The distillery began in 2017, contracting out the distilling and making vodka. Whiskey needs a long time to age, so it sat in the background, rather invisibly until its September 2023 release, when 96 bottles of the first 100% Illinois-sourced whiskey produced since prohibition sold out in 21 minutes flat. Now, Silver Tree makes its own spirits at their distillery in Paxton, even picking up a recent Kernza® spirit project.

The tasting room and distillery are in the town of Paxton, population 4,500. Initially, the brick building stabled horses for the hotels on Main Street, making 19th century newspaper headlines as the fanciest livery South of Chicago. Most of its lifetime, it was a Ford dealership. The bar is in the old showroom and the Glazik’s opened up the former parts counter into a windowed area, so all the distilling is on display. In September they started offering monthly tours, and interest has been strong.

As one of the only storefronts with an agricultural focus, Silver Tree is a local jewel, and its products regularly draw attention from Chicago and beyond. The labels trace each field and growing year, so everyone knows just where the bottle began. Even the barrels are from the state’s only cooper, using local white oak and hickory.

Abby Glazik runs special events for Silver Tree, and branding comes from Boxing Worm Creative Co., which Clay Glazik co-founded. (Readers may recognize Boxing Worm as producers of AGC’s website and our Grain Chain Connections video series!)

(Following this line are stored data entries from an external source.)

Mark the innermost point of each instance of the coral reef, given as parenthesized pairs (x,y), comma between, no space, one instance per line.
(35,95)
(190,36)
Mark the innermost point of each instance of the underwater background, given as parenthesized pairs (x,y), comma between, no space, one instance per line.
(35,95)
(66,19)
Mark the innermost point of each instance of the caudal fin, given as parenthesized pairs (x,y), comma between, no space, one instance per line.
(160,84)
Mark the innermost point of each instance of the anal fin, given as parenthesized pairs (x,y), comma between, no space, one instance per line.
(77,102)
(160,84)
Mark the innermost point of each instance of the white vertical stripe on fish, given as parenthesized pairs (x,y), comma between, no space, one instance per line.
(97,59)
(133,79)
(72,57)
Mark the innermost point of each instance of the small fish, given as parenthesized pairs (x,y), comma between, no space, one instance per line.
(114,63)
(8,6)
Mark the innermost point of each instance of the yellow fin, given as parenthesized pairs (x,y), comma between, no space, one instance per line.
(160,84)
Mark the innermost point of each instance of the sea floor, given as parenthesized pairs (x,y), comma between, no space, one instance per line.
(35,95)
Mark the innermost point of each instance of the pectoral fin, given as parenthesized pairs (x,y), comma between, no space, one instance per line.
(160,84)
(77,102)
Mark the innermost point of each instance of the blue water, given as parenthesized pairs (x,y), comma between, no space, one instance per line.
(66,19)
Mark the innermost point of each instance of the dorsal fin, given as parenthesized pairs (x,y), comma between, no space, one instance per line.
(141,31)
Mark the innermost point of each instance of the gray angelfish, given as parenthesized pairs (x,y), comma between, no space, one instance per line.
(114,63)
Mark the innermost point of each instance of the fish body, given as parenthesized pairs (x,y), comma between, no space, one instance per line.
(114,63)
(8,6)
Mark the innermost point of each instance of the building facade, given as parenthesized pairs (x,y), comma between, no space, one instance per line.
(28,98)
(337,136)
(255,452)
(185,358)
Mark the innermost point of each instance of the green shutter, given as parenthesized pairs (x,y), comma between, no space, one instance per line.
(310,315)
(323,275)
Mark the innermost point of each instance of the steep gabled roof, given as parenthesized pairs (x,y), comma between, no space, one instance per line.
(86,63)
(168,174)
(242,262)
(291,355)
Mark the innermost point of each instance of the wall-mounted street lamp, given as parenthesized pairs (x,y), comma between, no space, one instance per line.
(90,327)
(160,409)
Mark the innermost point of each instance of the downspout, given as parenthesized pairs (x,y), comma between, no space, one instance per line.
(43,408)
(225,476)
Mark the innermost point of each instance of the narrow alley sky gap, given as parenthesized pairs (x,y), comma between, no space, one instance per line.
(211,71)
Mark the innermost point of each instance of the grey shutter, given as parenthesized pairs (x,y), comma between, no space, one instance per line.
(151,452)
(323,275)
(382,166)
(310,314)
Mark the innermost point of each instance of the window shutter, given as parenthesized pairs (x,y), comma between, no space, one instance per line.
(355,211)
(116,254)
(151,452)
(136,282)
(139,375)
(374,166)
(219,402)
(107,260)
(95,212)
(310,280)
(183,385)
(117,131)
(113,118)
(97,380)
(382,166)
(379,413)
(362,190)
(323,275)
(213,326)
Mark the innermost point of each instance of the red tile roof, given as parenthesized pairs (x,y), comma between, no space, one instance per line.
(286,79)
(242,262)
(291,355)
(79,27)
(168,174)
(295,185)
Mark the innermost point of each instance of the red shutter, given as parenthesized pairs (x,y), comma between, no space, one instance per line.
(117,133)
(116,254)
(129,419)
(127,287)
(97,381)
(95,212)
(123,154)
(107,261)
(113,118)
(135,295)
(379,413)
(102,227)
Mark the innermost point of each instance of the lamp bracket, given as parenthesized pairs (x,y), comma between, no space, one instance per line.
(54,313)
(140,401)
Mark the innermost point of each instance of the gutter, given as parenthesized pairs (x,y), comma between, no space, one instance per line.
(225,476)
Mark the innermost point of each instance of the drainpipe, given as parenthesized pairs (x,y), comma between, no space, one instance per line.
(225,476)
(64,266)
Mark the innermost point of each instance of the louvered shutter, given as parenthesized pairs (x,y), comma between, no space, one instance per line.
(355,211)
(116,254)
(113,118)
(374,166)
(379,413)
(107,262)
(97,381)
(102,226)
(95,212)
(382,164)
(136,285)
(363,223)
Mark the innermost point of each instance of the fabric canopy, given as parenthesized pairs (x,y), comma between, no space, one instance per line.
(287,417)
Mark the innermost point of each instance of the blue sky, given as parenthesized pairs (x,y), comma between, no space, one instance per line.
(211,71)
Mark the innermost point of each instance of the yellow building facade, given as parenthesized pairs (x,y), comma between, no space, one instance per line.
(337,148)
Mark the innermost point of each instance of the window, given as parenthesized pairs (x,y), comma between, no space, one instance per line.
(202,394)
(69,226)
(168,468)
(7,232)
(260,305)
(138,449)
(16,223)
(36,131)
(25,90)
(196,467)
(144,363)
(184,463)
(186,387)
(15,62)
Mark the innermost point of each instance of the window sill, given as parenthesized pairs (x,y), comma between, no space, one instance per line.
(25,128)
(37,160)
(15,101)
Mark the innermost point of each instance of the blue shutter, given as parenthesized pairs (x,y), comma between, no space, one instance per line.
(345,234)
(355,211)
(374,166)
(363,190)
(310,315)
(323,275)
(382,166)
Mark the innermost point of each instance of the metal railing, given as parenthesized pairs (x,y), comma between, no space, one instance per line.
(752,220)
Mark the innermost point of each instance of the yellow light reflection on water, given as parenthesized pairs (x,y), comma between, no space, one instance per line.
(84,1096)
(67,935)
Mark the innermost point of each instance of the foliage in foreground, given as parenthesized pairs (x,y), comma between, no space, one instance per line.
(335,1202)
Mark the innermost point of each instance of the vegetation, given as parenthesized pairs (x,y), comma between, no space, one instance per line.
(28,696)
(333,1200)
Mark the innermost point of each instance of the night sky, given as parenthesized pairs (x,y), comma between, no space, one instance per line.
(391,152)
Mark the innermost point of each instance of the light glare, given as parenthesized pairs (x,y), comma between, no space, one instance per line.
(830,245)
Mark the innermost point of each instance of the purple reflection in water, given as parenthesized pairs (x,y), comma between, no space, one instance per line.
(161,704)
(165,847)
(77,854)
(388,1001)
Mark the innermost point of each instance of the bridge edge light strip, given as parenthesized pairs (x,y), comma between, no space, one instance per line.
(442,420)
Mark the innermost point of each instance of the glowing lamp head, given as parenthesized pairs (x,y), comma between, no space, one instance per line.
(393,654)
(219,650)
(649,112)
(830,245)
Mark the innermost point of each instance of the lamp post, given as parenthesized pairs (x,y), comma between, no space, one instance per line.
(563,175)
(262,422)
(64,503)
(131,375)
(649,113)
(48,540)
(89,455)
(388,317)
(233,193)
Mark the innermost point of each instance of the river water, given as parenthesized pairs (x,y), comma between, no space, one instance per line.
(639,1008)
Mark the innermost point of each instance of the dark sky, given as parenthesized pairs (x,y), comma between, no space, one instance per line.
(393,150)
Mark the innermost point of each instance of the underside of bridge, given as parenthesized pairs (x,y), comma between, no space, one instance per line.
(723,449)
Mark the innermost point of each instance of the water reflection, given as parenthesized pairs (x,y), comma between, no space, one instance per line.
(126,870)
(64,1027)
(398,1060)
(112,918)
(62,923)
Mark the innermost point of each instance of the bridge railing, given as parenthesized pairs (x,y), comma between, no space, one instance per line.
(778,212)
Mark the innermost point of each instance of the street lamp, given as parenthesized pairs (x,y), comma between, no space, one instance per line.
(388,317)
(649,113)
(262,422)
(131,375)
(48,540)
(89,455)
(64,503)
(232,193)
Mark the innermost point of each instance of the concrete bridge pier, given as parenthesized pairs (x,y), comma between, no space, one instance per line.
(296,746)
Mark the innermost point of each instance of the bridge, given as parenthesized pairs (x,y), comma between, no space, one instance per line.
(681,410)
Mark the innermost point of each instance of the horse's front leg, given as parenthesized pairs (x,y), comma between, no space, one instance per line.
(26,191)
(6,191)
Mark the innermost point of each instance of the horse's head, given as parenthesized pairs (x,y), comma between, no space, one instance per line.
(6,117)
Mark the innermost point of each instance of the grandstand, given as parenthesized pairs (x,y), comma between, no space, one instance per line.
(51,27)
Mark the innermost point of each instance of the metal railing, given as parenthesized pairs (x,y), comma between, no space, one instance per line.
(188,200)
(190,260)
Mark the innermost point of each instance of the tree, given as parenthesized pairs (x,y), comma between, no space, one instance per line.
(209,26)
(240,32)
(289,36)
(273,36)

On the horizon is a cleaning facility to keep some of the essential grain processing infrastructure and work at home. They look forward to amplifying a marketing campaign they've named Take a Shot at Climate Change. “We found out with our farming practices that we sequester a lot of carbon. Breaking that impact down, that’s 1.2 miles of a standard car offset per shot of whiskey,” said Dallas.

AGC is glad to have this family and their energy in our circuits!